Compensated absences is the term that means the accumulated rights that an employee has earned in employment that can be carried forward to a future period for use.  Compensated absences also include the vested rights of a previous employee who has terminated employment but earned the days prior to the end of employment.  Generally Accepted Accounting Principles (GAAP) require employers to accrue a liability for the cost of future absences that employees have earned the right to take prior to year-end.

Generally Accepted Accounting Principles (GAAP) requires an accrual for compensated absences liability if the following conditions are all met:

  • The employer’s obligation to pay for future absences arises from previously-rendered employee services.

  • The employer’s obligation related to rights that accumulate or vest.

  • The payment of the compensation is probable.

  • The amount of the compensation to be paid can be reasonably estimated.
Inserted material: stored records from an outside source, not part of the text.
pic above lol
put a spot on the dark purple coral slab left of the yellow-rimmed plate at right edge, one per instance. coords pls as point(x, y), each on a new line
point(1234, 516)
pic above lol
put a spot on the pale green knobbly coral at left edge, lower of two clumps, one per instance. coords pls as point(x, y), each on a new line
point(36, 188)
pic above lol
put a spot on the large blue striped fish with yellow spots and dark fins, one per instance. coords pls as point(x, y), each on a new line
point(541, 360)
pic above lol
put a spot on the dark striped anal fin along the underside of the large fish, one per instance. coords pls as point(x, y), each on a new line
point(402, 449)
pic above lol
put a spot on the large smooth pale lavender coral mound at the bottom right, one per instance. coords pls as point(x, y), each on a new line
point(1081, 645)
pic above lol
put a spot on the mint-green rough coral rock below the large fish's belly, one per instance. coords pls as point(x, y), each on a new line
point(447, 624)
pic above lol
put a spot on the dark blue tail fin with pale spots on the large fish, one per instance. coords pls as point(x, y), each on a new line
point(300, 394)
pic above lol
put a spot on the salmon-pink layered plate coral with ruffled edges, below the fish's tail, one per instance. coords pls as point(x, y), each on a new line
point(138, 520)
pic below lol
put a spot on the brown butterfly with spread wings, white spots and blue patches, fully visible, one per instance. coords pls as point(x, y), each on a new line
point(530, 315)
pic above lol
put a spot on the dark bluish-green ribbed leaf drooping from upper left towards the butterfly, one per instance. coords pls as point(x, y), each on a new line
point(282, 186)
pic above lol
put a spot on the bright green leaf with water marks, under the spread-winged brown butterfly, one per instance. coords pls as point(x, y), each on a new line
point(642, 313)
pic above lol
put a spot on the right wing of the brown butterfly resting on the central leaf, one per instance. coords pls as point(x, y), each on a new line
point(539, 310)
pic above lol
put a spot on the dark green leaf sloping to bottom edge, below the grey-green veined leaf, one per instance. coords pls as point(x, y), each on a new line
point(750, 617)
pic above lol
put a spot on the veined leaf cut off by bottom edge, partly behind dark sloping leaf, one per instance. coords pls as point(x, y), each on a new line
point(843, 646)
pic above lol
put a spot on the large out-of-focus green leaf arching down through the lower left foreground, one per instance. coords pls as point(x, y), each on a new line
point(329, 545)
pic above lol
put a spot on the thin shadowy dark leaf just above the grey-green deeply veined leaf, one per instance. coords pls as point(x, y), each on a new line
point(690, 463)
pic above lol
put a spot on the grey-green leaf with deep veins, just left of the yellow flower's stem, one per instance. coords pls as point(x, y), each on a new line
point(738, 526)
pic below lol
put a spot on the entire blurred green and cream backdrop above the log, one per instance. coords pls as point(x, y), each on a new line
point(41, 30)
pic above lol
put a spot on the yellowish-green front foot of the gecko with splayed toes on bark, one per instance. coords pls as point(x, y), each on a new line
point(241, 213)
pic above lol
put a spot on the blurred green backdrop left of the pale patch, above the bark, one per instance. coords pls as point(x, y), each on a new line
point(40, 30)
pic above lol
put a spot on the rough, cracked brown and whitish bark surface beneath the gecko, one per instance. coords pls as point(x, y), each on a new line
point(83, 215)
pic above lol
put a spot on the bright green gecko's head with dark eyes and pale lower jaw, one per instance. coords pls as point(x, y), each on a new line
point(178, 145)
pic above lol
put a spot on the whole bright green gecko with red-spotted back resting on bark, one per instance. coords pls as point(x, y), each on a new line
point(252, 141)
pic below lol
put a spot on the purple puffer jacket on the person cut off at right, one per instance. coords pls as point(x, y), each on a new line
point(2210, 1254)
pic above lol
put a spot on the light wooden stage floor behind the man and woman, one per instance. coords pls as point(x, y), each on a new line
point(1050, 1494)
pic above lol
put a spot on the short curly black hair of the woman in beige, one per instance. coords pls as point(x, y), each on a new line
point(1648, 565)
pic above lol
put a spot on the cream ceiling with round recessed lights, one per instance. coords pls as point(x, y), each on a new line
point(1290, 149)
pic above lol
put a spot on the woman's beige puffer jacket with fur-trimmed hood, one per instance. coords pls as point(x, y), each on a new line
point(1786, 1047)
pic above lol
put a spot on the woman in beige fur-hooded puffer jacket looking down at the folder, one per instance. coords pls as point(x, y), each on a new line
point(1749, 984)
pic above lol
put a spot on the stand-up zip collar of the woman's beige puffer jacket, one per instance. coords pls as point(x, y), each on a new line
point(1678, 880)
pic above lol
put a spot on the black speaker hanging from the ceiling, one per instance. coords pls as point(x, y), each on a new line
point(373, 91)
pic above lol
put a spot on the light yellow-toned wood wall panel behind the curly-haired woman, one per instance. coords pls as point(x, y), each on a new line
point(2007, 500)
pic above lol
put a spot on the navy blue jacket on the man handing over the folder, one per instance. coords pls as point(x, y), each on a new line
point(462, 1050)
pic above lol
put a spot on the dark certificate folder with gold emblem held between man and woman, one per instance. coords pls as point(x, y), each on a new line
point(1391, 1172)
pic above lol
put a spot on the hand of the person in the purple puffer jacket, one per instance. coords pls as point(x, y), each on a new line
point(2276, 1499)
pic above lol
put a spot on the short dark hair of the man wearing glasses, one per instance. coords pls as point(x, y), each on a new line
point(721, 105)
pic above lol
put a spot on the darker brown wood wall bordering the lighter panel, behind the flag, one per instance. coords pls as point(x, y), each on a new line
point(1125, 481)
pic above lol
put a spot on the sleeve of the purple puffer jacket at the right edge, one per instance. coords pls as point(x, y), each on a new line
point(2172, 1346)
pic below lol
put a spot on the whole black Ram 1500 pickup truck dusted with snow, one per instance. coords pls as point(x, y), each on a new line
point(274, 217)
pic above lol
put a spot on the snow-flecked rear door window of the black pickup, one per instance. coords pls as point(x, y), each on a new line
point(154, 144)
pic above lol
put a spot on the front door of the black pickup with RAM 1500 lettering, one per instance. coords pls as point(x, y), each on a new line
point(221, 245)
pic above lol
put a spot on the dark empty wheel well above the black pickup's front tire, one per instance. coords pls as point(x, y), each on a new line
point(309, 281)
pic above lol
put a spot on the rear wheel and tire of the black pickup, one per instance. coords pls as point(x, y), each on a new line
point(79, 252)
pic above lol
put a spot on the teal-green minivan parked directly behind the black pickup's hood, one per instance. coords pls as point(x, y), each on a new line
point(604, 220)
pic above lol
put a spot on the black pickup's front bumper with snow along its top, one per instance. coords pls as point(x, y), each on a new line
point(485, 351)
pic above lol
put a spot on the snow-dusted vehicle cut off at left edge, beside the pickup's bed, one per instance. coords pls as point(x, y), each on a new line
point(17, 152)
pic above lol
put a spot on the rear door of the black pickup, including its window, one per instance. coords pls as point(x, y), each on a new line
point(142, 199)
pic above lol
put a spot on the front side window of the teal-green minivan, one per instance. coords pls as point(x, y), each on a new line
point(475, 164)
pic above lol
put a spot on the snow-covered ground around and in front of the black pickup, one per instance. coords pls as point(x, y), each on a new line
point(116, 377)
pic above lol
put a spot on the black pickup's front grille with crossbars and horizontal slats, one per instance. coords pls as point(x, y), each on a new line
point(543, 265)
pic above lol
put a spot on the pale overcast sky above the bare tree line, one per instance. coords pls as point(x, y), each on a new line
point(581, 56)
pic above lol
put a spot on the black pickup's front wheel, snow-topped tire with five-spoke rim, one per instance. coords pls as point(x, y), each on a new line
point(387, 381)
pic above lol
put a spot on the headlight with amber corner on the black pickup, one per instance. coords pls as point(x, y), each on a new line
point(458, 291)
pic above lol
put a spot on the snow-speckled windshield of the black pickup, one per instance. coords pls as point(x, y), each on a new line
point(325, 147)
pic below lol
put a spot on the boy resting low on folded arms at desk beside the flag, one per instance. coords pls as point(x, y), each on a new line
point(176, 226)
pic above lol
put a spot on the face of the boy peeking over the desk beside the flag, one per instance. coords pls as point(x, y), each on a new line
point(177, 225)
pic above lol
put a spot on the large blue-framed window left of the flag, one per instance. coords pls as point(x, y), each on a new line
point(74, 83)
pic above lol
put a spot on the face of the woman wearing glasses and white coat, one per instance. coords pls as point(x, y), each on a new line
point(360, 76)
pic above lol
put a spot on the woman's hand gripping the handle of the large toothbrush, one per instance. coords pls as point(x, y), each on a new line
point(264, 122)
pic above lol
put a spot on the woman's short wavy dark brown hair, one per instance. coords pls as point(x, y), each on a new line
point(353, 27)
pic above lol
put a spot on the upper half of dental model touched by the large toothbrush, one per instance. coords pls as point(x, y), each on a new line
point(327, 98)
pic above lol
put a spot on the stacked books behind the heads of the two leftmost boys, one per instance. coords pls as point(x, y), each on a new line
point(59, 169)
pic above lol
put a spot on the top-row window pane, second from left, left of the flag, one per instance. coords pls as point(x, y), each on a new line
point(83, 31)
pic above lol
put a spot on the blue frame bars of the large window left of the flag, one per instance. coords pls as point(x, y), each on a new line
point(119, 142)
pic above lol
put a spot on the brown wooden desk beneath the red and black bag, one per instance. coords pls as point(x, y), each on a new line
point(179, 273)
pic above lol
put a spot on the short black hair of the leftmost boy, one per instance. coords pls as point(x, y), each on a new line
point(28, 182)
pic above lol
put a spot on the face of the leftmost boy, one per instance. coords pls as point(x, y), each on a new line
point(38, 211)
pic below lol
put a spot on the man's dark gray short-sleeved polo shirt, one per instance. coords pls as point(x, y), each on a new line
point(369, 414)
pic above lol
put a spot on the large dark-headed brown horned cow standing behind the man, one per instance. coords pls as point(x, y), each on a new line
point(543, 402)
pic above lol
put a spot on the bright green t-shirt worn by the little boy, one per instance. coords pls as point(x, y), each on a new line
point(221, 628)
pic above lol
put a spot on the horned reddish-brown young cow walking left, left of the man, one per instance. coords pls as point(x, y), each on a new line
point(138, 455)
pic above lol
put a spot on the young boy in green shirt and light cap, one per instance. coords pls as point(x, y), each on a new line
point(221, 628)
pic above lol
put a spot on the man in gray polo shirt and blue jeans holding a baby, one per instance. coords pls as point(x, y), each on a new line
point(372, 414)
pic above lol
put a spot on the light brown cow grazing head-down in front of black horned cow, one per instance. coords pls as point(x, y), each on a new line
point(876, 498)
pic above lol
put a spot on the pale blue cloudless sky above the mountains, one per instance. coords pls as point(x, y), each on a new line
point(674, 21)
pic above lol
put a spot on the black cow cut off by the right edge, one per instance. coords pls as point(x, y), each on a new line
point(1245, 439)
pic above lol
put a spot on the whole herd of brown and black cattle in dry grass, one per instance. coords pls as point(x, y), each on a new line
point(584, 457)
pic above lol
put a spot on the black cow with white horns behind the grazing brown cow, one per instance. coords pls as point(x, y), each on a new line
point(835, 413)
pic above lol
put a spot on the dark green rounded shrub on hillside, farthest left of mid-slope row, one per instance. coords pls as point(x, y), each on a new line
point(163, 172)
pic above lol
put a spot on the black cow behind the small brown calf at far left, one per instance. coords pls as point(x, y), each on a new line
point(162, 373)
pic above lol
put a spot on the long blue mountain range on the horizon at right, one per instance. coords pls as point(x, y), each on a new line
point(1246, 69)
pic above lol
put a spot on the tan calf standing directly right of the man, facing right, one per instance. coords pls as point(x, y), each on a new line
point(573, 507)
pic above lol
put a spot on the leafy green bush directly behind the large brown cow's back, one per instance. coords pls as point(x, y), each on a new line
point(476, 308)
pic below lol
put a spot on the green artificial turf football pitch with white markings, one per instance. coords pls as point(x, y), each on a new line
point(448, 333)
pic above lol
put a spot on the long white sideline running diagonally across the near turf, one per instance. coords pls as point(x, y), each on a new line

Company policy determines how employees earn and vest their vacation and sick days.  However, the policies must be consistent with state and federal regulations.  Additionally, employers do not have to apply the same accumulation policy to both vacation and sick leave.  Many employers allow for the accumulation and vesting of vacation days but do not offer the same policy for sick days.  Some companies may allow employees to accumulate sick days and use them as vacation days which would require them to be included in the accrual.  Also, employers could follow a ‘use it or lose it’ policy which means that an employee could not vest or accumulate any time off and there would be no need for a liability to be accrued.  

The basic accrual calculation is to multiply an employee’s current pay per day by the number of unused accumulated and vested absences at the end of the period.  For hourly employee calculations, the hourly rate on the date of the accrual calculation should be used.  For salaried employees, the annual salary should be divided by the average number of days worked to get a daily pay rate.  For both hourly and salary calculations, the cost of fringe benefits and employer taxes should be included in the accrual.  The liability to be recorded can be discounted based on an estimate of the likelihood of rights being forfeited.  This estimate can be based on historical data or another type of projection.  

The journal entry to record the compensated absence liability would first adjust the payable account depending on the balance from the previous period.  The other side of the entry would be recorded to the salaries or wages expense account.

On the financial statements, the compensated absences liability must be recorded on its own line under current liabilities if it is material.  If the amount cannot be reasonably estimated then this fact must be disclosed in the notes to the financial statements.